The Chinese survey vessel Haiyang Dizhi 10 has left Indonesia’s exclusive economic zone (EEZ) after almost a month, marine traffic data show.
The 3,400-ton survey ship, tailed by a Chinese coastguard vessel, is moving northeast out of the North Natuna Sea, where it has been since the end of August.
It is unclear where the vessel is heading, but it may stop at Fiery Cross Reef, where China operates a large outpost, for rest and resupply. Experts say it could yet head back toward Tuna Block, the oil field where U.K.-based Harbour Energy and its partner, Russia’s Zarubezhneft, are drilling two appraisal wells. The Chinese ship spent the last month surveying around the area.

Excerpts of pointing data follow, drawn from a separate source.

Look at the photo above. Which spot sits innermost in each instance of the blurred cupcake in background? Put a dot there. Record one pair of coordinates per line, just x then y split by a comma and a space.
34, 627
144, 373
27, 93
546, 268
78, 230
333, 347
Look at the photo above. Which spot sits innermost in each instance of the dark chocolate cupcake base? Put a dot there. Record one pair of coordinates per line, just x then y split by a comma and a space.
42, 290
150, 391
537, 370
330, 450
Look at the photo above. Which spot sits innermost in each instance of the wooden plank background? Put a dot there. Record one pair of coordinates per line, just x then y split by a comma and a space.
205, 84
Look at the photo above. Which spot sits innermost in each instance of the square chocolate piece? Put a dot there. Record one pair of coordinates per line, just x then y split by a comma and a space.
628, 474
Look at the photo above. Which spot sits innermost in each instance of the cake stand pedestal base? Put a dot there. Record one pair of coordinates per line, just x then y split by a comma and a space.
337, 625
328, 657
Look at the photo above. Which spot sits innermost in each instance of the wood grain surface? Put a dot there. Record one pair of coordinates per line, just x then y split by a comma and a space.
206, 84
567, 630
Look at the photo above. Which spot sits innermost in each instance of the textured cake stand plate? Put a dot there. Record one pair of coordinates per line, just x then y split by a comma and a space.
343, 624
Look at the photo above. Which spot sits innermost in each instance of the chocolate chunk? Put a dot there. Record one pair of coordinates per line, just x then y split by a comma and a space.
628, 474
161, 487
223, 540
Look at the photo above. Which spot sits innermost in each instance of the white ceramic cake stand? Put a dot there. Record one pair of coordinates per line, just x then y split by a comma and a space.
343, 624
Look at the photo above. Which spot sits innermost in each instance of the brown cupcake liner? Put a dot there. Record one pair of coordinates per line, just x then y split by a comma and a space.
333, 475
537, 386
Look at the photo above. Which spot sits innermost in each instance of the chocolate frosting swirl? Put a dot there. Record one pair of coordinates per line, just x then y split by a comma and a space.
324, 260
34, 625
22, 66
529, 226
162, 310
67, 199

The submersible rig Noble Clyde Boudreaux, commissioned by Harbour Energy, had just completed the first appraisal well “despite Chinese meddling,” the industry web portal Energy Voice reported Monday. It added that the drilling of the second well was planned to finish in early November.
Meanwhile, marine traffic data show that another Chinese survey ship, the Da Yang Hao, is now operating in an area that runs through the EEZs of three countries: Brunei, Malaysia and the Philippines. None of the countries has made any public comment about the Da Yang Hao yet.

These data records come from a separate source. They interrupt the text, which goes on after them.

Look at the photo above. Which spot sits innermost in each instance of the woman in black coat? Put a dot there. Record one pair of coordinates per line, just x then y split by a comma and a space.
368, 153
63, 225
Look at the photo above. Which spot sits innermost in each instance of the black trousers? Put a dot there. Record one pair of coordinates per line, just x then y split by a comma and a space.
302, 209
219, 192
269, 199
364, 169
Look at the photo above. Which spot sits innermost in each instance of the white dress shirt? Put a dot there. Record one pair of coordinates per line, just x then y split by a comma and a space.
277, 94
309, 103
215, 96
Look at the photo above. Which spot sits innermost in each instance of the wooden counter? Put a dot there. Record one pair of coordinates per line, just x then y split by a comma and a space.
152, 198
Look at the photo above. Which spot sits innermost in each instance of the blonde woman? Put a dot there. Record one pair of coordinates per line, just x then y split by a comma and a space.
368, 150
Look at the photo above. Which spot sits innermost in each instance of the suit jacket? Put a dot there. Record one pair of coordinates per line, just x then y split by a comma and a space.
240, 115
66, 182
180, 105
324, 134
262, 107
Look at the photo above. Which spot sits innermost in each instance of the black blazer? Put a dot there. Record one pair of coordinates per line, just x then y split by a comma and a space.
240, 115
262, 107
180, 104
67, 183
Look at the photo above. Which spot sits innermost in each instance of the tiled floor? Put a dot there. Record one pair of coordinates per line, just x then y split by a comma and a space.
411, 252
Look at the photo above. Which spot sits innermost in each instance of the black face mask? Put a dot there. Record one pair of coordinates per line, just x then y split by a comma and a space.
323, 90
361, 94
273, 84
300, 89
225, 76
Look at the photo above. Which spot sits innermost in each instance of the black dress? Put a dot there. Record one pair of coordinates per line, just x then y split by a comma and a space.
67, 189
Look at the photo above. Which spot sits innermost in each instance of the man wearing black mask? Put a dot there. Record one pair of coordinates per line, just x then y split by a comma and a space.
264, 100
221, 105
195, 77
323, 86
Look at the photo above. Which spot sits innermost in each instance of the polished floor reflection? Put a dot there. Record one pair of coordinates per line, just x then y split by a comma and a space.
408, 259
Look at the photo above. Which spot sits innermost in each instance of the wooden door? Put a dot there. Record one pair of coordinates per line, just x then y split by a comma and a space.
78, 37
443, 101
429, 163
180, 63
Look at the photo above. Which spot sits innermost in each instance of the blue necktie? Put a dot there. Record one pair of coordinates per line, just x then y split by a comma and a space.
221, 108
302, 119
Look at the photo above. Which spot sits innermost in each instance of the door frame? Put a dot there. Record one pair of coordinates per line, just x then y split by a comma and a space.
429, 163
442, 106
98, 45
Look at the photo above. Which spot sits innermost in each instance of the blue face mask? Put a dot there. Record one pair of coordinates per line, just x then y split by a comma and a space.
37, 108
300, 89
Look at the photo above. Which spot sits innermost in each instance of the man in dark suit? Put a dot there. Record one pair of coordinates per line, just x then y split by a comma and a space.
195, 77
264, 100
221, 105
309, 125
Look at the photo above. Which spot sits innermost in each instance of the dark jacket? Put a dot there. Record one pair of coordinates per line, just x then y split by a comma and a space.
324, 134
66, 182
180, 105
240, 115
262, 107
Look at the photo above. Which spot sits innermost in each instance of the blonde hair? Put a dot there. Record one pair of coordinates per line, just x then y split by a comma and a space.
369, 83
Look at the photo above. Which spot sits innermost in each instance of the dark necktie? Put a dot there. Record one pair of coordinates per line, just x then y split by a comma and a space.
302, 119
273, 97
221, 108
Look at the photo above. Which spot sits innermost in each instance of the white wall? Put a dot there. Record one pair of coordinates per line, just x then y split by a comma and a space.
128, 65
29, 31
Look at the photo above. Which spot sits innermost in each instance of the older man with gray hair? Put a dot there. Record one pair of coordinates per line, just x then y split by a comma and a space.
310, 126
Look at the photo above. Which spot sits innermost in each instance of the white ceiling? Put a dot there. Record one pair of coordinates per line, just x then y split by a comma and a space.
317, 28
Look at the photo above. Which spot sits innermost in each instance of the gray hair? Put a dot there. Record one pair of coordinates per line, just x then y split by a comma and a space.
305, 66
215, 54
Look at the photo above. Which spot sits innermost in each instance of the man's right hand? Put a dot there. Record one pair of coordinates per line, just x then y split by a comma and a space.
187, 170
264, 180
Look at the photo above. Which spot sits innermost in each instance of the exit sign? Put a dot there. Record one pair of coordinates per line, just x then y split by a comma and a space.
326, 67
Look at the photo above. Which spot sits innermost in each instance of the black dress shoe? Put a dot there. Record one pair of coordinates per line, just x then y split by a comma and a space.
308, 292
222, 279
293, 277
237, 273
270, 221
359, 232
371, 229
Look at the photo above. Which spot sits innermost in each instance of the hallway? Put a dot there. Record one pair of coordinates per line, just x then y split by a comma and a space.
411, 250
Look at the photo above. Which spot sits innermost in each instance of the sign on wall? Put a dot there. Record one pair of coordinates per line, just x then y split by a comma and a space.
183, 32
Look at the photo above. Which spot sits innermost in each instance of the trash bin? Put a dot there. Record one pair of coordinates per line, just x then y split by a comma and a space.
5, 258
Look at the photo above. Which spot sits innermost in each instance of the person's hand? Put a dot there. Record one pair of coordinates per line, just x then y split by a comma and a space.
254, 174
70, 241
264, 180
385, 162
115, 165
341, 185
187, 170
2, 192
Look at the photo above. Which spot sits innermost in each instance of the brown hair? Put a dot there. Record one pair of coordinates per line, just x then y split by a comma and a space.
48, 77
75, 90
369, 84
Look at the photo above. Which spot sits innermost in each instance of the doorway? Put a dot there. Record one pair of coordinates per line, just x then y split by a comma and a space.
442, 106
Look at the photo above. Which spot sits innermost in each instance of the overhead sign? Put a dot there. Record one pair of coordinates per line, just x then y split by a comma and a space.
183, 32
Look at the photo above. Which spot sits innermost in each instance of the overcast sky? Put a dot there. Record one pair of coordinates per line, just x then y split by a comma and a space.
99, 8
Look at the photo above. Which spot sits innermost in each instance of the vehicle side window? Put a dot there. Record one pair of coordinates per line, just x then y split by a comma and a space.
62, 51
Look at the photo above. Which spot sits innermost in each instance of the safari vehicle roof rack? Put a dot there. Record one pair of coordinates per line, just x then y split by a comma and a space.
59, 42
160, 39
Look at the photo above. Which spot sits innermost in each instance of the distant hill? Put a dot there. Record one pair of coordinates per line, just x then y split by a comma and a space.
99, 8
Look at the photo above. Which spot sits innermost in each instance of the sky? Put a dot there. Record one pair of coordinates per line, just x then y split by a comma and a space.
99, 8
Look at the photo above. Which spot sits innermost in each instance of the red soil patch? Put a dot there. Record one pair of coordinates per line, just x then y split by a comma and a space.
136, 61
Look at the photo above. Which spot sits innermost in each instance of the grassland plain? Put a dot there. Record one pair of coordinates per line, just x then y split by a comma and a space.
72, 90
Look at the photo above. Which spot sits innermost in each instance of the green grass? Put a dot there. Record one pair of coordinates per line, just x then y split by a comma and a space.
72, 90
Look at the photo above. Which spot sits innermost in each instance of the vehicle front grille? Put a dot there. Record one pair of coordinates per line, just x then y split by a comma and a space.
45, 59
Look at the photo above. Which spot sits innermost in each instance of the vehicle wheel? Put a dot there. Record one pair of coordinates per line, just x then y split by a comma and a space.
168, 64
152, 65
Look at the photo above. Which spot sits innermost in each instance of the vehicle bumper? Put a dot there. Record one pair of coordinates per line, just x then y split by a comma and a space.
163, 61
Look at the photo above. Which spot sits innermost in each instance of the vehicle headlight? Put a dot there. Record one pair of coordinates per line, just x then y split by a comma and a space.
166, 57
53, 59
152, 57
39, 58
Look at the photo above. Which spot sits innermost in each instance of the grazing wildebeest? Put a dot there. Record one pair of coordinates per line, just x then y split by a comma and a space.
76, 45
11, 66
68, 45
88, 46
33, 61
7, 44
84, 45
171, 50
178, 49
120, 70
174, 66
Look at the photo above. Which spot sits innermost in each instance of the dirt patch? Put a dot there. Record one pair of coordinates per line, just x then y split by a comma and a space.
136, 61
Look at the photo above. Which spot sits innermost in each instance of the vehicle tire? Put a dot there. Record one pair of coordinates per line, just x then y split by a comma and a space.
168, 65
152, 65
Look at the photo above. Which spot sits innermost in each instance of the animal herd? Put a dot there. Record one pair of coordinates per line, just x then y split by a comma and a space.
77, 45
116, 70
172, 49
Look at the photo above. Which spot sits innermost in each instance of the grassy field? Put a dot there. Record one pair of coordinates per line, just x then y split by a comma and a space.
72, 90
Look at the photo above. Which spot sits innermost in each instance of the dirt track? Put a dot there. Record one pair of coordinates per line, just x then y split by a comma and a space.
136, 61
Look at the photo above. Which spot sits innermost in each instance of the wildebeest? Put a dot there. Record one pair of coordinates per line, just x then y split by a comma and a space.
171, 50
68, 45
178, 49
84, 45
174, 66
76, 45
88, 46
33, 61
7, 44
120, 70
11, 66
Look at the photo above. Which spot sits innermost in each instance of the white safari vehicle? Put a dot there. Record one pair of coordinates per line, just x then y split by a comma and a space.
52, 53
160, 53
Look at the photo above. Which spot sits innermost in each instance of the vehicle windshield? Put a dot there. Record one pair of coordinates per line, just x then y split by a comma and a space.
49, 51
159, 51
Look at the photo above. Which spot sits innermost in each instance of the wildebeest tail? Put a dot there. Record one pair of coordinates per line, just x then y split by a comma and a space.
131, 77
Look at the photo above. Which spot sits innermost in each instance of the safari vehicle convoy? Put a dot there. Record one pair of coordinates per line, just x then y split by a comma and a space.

Malaysia, however, keeps “tracking and shadowing Chinese vessels” which are spotted in the Malaysian waters, said Thomas Daniel, senior fellow at the Malaysian Institute of Strategic and International Studies.
“Malaysia has always preferred quiet diplomacy in dealing with China in the South China Sea. There have been exceptions to this, but they are few and far between,” Daniel said.
“My understanding is that Malaysia is often very forthright about its concerns and positions with China on these matters. But it is unlikely that policymakers or officials will speak of this openly as drawing public attention might be seen as potentially counterproductive in the long run,” he added.
The same approach may be adopted by the Indonesian authorities who have not said much about the Haiyang Dizhi 10, despite public pressure. Countries in the region seem reluctant to challenge China openly, mainly due to their economic reliance on the Chinese market but also to their limited maritime capabilities.
Earlier this week, the Indonesian government announced a budget proposal for 2022 in which 12.2 trillion rupiah, or $853 million, would be allocated to develop the security infrastructure in the Natuna Sea.
Indonesian media report that the budget will be used to build up defense infrastructure on strategic islands and procure maritime security equipment including unmanned aerial vehicles or drones.
The budget would be divided equally between the Indonesian Navy and the Maritime Security Force, which is known as Bakamla.
The government said 41 percent of the budget was used to meet the weapon system needs of the navy in Natuna and 44 percent was used to fulfill Bakamla’s marine security equipment needs.
China has been accused of harassing its neighbors’ fishing and oil and gas activities in the South China Sea, where its sweeping claims overlap with the claims and EEZs of other nations. Beijing asserts that these are lawful operations in waters under its jurisdiction.